Issue with rsync based incremental backup : postgres: startup process waiting for 0000000100000001000000D2

Started by Sambaalmost 14 years ago3 messagesgeneral
Jump to latest
#1Samba
saasira@gmail.com

Hi,

I'm trying to make a periodic (daily) incremental backup using rsync but
noticing a message that postgres startup process is waiting on so and so
XLOG file indefinitely.

I intend to schedule a cron job to periodically execute this rsync backup
process by : a) stop postgres server on backup server b) rsync the data
directory of original server to backup server c) start postgres on
secondary d) ensure that postgres starts up with out any issue e) execute
some test cases so as to ensure that there no data integrity issues f)
execute more tests to ensure that data is valid from business logic
perspective.

One may ask why am i using rsync backup instead of the log shipping bases
streaming replication; well, my answer would be that our system would be
having a lot of updates and fewer additions and since the transactions
would be piling up for each update, the WAL files accumulate so much that
we would be needing to archive much more data than the actual changes.
Further, transferring such huge amount of logs is going to consume lot of
time and bandwidth. Instead, I suppose that with rsync based backup we just
need to sync the actual data files and need to worry about archiving the
older WAL files, thus saving on the time of transfer, bandwidth costs, and
WAL archive management.

I would like to know if syncing the $PGDATA directory with rsync would be
good enough for incremental backups or that would create
data integrity issues.

Everytime i run the rsync command, I could successfully start the backup
server and am able to see the latest data from the original server, but am
a bit worried about this message which may be hinting that the backup is
not complete and is missing some essential WAL files.

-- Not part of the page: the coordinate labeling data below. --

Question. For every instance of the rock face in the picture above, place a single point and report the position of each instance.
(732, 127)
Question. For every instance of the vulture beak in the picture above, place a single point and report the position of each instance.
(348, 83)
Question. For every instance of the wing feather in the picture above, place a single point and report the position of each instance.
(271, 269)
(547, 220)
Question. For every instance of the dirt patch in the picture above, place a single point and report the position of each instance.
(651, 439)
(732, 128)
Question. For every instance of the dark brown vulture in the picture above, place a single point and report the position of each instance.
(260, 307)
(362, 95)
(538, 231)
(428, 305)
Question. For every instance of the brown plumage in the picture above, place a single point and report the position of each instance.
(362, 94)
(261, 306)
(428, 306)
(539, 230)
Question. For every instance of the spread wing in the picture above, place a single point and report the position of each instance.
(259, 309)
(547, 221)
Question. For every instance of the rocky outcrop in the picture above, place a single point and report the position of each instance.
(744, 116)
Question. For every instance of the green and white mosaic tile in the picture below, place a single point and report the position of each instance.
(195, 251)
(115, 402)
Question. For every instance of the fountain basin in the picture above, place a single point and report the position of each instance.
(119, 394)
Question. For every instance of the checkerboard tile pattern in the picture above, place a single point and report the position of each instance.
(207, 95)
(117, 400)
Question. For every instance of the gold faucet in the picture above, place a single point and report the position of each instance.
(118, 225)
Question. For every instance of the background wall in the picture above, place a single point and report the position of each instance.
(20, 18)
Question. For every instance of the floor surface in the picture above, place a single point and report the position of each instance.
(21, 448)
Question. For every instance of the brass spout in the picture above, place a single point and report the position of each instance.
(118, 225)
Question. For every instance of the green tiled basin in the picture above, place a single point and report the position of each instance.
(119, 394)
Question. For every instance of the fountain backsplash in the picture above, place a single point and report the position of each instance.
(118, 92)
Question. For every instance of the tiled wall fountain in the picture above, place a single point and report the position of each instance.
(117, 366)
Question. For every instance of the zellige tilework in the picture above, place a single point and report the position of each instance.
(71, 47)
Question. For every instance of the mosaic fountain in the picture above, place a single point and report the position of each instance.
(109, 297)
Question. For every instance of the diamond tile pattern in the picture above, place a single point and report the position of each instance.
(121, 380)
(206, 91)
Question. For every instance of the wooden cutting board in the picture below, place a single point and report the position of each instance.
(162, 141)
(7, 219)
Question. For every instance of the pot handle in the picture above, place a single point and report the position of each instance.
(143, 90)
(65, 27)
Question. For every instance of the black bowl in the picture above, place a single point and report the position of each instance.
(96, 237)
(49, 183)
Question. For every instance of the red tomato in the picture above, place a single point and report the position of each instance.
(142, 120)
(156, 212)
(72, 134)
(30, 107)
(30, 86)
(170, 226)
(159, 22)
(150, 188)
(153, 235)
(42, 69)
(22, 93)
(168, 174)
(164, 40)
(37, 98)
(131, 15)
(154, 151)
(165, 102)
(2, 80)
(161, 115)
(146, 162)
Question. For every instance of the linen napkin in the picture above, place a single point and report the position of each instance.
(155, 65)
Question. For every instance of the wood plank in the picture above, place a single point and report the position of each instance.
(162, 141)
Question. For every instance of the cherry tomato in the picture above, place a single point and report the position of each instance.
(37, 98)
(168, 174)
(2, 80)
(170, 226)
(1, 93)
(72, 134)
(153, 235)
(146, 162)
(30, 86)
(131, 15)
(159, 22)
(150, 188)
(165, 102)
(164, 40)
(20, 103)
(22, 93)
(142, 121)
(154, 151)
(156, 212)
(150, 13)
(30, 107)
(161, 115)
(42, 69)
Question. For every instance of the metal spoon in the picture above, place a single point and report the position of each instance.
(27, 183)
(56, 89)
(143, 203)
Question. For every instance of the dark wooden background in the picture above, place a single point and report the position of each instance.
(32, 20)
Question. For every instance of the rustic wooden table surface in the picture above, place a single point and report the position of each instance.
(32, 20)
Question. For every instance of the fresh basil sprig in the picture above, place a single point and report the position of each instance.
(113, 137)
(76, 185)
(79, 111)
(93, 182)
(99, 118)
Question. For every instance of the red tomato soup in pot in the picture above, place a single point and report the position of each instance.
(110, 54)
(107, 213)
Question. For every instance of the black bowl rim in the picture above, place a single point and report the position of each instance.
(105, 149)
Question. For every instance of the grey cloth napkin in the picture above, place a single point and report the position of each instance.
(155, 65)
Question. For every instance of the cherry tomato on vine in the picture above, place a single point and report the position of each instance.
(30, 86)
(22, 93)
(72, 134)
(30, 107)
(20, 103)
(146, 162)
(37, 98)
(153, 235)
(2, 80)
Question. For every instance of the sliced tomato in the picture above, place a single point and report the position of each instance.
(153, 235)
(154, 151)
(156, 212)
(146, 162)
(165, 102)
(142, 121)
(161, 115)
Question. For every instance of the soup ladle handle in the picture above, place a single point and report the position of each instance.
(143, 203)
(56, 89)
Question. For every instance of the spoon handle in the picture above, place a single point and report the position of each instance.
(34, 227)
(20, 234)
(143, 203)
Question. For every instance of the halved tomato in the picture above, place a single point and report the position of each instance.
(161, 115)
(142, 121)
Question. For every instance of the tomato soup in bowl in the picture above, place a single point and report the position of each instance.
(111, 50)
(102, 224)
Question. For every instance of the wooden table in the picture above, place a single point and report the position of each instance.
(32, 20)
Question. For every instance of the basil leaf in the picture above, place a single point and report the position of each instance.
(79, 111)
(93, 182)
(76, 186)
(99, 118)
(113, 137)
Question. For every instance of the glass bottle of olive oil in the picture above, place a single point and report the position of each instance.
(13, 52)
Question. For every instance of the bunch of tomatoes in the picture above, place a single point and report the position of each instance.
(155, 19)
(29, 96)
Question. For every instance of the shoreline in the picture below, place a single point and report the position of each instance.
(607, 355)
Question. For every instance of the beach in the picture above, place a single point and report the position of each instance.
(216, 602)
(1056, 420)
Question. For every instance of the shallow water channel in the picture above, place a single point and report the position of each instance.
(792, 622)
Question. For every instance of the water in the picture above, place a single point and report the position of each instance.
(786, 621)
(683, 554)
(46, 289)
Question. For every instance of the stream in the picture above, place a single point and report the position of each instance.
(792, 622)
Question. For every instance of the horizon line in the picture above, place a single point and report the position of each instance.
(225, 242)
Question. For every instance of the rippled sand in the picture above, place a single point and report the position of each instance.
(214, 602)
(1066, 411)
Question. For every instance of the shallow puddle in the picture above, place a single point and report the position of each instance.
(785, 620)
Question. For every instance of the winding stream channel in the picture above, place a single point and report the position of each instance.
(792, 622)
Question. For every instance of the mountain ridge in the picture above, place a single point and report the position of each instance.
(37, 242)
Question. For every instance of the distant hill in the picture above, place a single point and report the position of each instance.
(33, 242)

Is there any additional steps or rsync configuration options that i need to
specify in order to make this sync complete?

Please let me know what can be done to make the rsync process complete so
that the backup server does not complain about waiting for missing WAL
files.

Here are the steps i executed on master and slave:

On Backup Server
root@backup ~]#
root@backup ~]# service postgresql stop
Stopping postgresql service: [ OK ]
root@backup ~]#

On Original Server
root@original ~]#
root@original ~]# su -l postgres -s /bin/bash -c "psql -d test"
test=#
test=# SELECT pg_start_backup('rsync_backup');
test=#\q
root@original ~]#
root@original ~]# rsync --archive --checksum --compress --progress
--exclude postgresql.conf --exclude pg_hba.conf --exclude server.crt
--exclude server.key /var/lib/pgsql/data/* root@backup.server
:/var/lib/pgsql/data/
root@original ~]# su -l postgres -s /bin/bash -c "psql -d test"
test=#
test=# SELECT pg_stop_backup();
test=#\q
root@original~]#

On Backup Server
root@backup ~]#
root@backup ~]# service postgresql start
Starting postgresql service: [ OK ]
root@backup ~]#
root@backup ~]# ps aux | grep postgres
postgres 18210 5.3 1.5 1811408 88540 ? S 20:43 0:00
/usr/pgsql-9.1/bin/postmaster -p 5432 -D /var/lib/pgsql/data
postgres 18220 0.0 0.0 115496 1144 ? Ss 20:43 0:00 postgres:
logger process
*postgres 18221 0.0 0.0 1812252 2328 ? Ss 20:43 0:00 postgres:
startup process waiting for 0000000100000001000000D2*
postgres 18222 0.0 0.0 1812180 2280 ? Ss 20:43 0:00 postgres:
writer process
postgres 18223 0.0 0.0 117744 1388 ? Ss 20:43 0:00 postgres:
stats collector process
postgres 18337 0.6 0.1 1814308 8092 ? Ss 20:43 0:00 postgres:
avaya_system_app_user avmgmt 127.0.0.1(34207) idle
postgres 18406 0.4 0.1 1815792 9272 ? Ss 20:43 0:00 postgres:
avaya_system_app_user avmgmt 127.0.0.1(34217) idle
postgres 18477 0.0 0.1 1813684 6680 ? Ss 20:43 0:00 postgres:
avaya_sseuser avmgmt 127.0.0.1(34231) idle
root 18479 0.0 0.0 61160 728 pts/1 R+ 20:43 0:00 grep
postgres
root@backup ~]#

Please advise me if what i'm doing is makes sense and is an accepted
mechanism for taking backups or if there is any other procedure that i can
emplpoy to avoid unnecessarily archiving gigabytes of WAL logs which may be
growing many times the size of the actual data directory.

Thanks and Regards,
Samba

#2Michael Nolan
htfoot@gmail.com
In reply to: Samba (#1)
Re: Issue with rsync based incremental backup : postgres: startup process waiting for 0000000100000001000000D2

On Thu, May 3, 2012 at 11:49 AM, Samba <saasira@gmail.com> wrote:

Hi,

Please advise me if what i'm doing is makes sense and is an accepted
mechanism for taking backups or if there is any other procedure that i can
emplpoy to avoid unnecessarily archiving gigabytes of WAL logs which may be
growing many times the size of the actual data directory.

Thanks and Regards,
Samba

The problem is that rsync isn't copying all the xlog files created during
the time the rsync is taking place, which is why it is complaining that
there are files missing.

There may be other logical flaws with your process as well.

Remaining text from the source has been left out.